Closed yuanzhi-zhu closed 5 months ago
Thanks for your reply, I missed it. Where so you set the fake score model to train mode by the way? did not find it too 👀
The fake score model is a submodule of the guidance model. So I assume set the model to train mode will also set the fake model to train mode
l see, so the teacher model is also set to train mode during training, thanks a lot!
@tianweiy While the pre-trained teacher model is in train() mode, it has p=0 for all dropout layers and no BatchNorm layer, so setting self.real_unet.requiresgrad(False) is enough :p
@tianweiy So all the student models are trained with dropout=0?
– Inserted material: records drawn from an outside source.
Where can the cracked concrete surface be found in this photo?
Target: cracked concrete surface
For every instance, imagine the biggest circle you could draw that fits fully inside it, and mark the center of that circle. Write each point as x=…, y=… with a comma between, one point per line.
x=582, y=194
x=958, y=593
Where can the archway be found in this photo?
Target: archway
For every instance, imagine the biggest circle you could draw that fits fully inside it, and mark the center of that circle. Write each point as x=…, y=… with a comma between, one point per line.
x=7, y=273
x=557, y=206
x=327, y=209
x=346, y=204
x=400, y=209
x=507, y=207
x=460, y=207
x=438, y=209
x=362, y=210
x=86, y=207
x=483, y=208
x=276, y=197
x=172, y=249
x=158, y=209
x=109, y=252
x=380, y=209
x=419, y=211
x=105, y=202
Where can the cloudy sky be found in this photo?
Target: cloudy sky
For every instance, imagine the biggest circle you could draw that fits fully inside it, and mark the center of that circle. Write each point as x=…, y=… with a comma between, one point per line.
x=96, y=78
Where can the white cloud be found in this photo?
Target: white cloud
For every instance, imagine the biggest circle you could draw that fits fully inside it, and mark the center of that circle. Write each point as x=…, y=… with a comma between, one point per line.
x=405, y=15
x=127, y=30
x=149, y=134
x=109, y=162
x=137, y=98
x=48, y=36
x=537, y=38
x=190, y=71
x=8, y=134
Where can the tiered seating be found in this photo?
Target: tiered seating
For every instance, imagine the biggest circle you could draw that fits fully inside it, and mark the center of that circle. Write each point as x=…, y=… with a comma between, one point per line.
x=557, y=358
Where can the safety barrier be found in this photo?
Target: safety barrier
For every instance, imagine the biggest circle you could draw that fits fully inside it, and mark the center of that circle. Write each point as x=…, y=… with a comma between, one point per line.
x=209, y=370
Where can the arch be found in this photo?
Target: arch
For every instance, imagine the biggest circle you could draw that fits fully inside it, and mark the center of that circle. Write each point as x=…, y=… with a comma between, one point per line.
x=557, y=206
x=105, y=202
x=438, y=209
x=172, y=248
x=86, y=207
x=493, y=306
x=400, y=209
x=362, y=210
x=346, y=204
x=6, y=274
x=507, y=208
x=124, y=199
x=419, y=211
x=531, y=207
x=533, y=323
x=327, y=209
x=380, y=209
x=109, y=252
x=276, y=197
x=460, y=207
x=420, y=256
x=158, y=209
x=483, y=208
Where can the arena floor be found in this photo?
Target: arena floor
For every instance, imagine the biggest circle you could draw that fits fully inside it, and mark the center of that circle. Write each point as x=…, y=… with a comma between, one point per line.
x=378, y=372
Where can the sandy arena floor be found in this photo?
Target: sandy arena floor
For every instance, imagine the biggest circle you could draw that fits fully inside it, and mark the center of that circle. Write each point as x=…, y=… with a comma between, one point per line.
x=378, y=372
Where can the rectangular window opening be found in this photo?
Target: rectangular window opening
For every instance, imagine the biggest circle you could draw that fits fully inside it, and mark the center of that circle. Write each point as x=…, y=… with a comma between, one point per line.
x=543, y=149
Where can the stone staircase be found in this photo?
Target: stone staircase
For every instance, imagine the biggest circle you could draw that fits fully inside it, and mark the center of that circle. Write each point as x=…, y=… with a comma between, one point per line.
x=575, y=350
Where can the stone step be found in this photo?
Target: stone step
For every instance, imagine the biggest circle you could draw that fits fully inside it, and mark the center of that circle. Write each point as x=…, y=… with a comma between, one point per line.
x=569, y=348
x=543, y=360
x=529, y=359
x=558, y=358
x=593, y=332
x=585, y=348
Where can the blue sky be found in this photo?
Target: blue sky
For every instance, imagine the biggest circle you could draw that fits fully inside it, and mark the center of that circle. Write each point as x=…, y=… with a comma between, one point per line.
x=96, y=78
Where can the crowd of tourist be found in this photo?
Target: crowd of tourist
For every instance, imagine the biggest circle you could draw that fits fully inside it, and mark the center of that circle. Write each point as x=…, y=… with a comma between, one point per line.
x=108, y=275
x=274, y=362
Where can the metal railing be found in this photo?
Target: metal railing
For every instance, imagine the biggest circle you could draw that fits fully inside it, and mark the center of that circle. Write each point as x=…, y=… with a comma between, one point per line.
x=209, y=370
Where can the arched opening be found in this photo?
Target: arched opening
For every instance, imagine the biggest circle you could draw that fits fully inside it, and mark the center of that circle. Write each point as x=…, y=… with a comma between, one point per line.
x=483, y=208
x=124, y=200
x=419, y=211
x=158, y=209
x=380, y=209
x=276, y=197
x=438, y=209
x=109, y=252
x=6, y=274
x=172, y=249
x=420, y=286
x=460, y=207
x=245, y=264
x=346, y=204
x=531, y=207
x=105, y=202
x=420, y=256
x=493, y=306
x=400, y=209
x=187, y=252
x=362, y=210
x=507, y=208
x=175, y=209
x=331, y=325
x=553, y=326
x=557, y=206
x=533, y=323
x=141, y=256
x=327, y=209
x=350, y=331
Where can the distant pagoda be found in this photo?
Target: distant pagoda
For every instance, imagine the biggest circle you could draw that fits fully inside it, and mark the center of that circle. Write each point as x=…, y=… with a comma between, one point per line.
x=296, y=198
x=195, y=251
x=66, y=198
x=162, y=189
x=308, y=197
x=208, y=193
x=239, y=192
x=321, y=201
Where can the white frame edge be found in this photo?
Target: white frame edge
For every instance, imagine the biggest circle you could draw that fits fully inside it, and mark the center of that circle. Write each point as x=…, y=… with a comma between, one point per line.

yes, all student models are trained without dropout. This is explicitly specified in ImageNet case https://github.com/tianweiy/DMD2/blob/604040ab7b5ed4bd7d191e9476b908474ee7b24b/main/edm/edm_network.py#L11
Therefore my impression is that train or eval mode doesn't matter too much.
yes, all student models are trained without dropout. This is explicitly specified in ImageNet case https://github.com/tianweiy/DMD2/blob/604040ab7b5ed4bd7d191e9476b908474ee7b24b/main/edm/edm_network.py#L11
Therefore my impression is that train or eval mode doesn't matter too much.
Thanks 😃. I think dropout=0 also holds for SD cases in your expr. I checked the loaded SD model, which has dropout=0 in the dropout layers after loaded.
thanks for the great work, do you in somewhere set the model to model.train()? The unet loaded from diffusers is set to eval by default.